La importancia del juego. ¿Para qué jugamos en el proceso interventivo?

Autoras: Ps. Jessica Baeza Reyes. Ps. Claudia Mardones Vegas.

Dentro de las actividades que favorecen la interacción entre un(a) niñ@ y un adulto se encuentra el juego. Desde este espacio de interacción nace la posibilidad de conexión con los/as niñ@s a través de una vinculación sencilla y lúdica, que nos permite conocer su particularidad y su mundo interno, en el cual encontraremos diferentes matices y emociones que acceden a la expresión de su sentir y representaciones acerca de su realidad desde su propia creación.

Los niñ@s pueden permitirse en el juego un lenguaje único, acompañado de un espacio vincular en el que pueda “construir su mundo”. Pero ¿para qué jugamos en el proceso interventivo? El juego es relevante ante la necesidad de valorizar las legítimas formas de comunicación de los/as niñ@s, aquí de manera respetuosa podemos ser espectadores de la(s) escena(s) que él o ella quieran representar y/o invitarnos a la creación conjunta respecto de su mundo y posibilitar la expresión de la vivencia, que desde el mismo juego puede favorecer su resignificación.

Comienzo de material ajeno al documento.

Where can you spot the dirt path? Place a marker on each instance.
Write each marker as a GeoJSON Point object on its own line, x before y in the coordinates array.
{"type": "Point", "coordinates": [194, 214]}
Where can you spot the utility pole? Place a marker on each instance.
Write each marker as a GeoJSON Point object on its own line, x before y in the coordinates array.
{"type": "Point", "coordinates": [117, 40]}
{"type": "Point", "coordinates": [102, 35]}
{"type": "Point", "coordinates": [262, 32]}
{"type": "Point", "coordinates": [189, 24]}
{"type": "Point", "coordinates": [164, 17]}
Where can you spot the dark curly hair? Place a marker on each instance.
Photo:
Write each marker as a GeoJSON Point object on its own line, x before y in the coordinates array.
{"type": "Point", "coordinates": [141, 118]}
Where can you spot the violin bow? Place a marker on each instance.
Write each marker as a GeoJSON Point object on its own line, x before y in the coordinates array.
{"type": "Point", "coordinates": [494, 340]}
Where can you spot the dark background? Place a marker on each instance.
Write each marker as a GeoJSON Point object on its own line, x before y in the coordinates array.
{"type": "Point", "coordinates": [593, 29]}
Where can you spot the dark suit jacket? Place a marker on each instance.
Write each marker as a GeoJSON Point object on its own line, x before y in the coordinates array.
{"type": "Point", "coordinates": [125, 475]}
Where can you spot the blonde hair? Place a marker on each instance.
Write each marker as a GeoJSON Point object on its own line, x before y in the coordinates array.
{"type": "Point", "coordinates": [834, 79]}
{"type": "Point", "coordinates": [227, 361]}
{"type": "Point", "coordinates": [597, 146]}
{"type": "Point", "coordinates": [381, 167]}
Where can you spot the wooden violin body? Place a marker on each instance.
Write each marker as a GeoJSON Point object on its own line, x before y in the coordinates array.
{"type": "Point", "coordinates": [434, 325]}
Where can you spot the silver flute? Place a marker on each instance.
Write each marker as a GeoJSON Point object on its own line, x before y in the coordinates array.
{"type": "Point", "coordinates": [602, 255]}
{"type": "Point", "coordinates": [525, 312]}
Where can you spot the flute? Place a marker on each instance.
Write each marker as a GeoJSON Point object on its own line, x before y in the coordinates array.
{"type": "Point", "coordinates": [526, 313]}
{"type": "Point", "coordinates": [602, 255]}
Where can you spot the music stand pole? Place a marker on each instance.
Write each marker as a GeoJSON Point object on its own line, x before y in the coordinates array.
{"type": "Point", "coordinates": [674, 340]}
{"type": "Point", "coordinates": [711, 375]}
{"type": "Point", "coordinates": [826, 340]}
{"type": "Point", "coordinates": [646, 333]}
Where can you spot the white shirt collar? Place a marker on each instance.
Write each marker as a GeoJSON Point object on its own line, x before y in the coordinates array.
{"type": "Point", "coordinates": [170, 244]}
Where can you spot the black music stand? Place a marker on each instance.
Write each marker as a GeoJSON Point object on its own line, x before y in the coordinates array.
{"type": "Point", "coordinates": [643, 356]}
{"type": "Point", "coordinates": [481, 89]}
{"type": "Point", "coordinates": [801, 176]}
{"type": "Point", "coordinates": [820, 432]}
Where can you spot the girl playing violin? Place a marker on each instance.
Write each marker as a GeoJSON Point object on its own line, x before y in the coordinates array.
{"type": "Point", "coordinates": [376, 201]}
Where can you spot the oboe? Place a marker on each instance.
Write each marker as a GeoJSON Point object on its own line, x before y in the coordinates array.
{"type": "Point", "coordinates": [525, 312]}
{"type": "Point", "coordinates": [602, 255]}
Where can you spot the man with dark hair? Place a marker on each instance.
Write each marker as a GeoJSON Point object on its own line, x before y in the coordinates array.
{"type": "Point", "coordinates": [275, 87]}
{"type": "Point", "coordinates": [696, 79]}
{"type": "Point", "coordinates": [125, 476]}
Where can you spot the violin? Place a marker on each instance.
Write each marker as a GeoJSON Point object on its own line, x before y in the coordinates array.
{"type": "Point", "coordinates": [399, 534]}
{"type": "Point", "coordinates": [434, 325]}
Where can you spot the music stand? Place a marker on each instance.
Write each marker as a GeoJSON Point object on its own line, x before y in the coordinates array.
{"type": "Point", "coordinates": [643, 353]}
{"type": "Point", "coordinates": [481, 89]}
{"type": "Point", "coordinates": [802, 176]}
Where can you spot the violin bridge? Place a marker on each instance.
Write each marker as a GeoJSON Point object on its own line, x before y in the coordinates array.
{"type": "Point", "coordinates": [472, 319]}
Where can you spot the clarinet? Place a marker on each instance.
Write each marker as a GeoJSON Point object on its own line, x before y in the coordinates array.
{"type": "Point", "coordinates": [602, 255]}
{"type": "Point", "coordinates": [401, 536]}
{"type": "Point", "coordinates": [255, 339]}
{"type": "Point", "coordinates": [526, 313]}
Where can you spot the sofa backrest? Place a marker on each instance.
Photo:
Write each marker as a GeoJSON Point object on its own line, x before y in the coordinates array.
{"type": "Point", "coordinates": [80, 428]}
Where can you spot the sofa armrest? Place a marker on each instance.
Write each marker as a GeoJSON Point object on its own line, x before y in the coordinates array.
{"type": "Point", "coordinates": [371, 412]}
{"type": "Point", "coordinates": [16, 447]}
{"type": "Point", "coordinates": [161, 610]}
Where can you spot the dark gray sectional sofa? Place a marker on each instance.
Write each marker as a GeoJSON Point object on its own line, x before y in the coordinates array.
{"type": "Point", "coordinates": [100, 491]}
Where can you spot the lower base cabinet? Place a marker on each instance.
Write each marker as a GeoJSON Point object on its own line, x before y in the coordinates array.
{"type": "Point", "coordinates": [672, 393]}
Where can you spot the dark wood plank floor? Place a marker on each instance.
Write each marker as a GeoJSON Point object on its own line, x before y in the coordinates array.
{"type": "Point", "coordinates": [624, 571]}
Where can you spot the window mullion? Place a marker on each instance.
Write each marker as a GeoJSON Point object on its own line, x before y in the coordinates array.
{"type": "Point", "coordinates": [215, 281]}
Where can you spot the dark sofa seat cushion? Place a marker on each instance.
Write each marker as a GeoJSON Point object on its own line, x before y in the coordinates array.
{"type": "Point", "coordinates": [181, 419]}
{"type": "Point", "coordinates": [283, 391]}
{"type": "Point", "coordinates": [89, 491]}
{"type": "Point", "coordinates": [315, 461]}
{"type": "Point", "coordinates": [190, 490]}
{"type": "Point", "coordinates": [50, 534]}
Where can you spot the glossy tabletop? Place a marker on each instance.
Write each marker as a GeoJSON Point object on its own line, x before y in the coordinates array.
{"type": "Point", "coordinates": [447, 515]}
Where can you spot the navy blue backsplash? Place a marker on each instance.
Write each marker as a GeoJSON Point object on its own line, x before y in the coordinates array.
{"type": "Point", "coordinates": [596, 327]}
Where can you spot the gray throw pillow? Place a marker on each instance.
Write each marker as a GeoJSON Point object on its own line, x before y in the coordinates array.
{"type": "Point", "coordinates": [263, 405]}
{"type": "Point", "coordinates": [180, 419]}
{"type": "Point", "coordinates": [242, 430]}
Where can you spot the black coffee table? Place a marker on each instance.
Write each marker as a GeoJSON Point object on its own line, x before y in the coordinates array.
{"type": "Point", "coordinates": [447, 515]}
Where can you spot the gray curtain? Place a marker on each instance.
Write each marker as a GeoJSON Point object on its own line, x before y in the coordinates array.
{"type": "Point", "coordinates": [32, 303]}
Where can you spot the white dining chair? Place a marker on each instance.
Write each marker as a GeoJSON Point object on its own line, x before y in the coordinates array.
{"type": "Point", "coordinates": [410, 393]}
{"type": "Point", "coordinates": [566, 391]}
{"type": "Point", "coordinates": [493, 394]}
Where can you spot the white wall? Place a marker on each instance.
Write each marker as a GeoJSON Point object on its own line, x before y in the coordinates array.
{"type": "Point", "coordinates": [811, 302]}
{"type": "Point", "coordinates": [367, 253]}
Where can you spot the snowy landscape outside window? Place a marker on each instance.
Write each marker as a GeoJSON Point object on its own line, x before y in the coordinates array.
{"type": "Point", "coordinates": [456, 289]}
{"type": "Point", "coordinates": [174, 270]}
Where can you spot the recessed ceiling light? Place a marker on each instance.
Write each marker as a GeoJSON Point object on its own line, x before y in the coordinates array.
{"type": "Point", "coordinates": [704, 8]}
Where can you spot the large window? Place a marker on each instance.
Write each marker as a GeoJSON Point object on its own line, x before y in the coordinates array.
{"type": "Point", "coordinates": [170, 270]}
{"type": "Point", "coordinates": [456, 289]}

En este sentido, el juego se constituye como una herramienta significativa que favorece la externalización en los/as niñ@s. Es relevante la necesidad de conexión con la individualidad de este a través de un espacio vincular a partir de sus representaciones, tanto en las temáticas a incorporar por sus protagonistas, así como en el contenido a expresar. Puesto que el juego permite el ejercicio de recordar y trasmitir de manera particular la experiencia en contexto resiliente. De ello Cyrulnik expresa “el recuerdo resiliente no consiste en hacer regresar el sufrimiento pasado, sino, al contrario, en transformarlo, en hacer algo con él. Esta labor de representación que metamorfea el pasado y nos hace dueño de nuestros sentimientos se opone al regreso del pasado, que reproduciría el tormento (Boris Cyrulnik, año 2004, pág.159)”.

Se destaca, entonces, cómo en el acompañamiento de los procesos de superación de experiencias dolorosas en los niñ@s, el juego nos permite encontrarnos con los/as niñ@s y generar un camino de intervención particular, con objetivos relacionados con su esencia creadora. Todo juego permite que el niño exprese su sentir en relación a su mundo interno y vaya generando sus representaciones mentales. De esto la literatura expresa “la gran variedad de medios que se le proponen al niño-técnicas de expresión, de juego, de animación le permiten escoger su canal de expresión y crear un ambiente de seguridad donde se sienta a gusto para afrontar sus propias emociones (…)”. (Barudy, 2006).

A partir de lo anterior, cabe enfatizar la flexibilidad de los equipos interventores en cuanto a la comprensión del tipo de juego, la expresión del niño y las variaciones del mismo respecto al momento del periodo interventivo. Lo acontecido en el juego también favorece el encuentro con nuevas formas de afrontamientos resilientes que repercutirían en el proceso de resignificación, así como también nuevos participantes incorporados en la escena, los que pueden surgir desde lo simbólico y/o desde lo real.

Adicionalmente, lo que sucede in situ en el juego, permite ampliar las conexiones neurales de manera significativa, ya que la creación constante y la posibilidad de aprendizaje genera un ejercicio sináptico, de esta forma el acompañamiento terapéutico basado en el derecho al juego permite realizar un apoyo significativo para ampliar e incorporar nuevos elementos que generen seguridad y protección.

Así las posibilidades de cambio, a través de la terapia de juego nos invitan a recordar las instancias de construcción de motivo de consulta, ya que desde la práctica diaria se observa que en las primeras entrevistas con los niños surge de manera espontánea y recurrente “me gustaría volver jugar”, generándose de manera explícita el deseo del niñ@s de experimentar mediante una actividad que es desde su dominio, la posibilidad de cambio y superación de la(s) experiencia de vulneración. –

Bibliografía:
 Barudy, J (1998) “Dolor invisible de la infancia”. Una lectura ecosistémica del maltrato infantil. Editorial Paidos. Barcelona.
 Cyrulnik, B (2004) “El amor que nos cura”. Editorial Gedisa. Barcelona.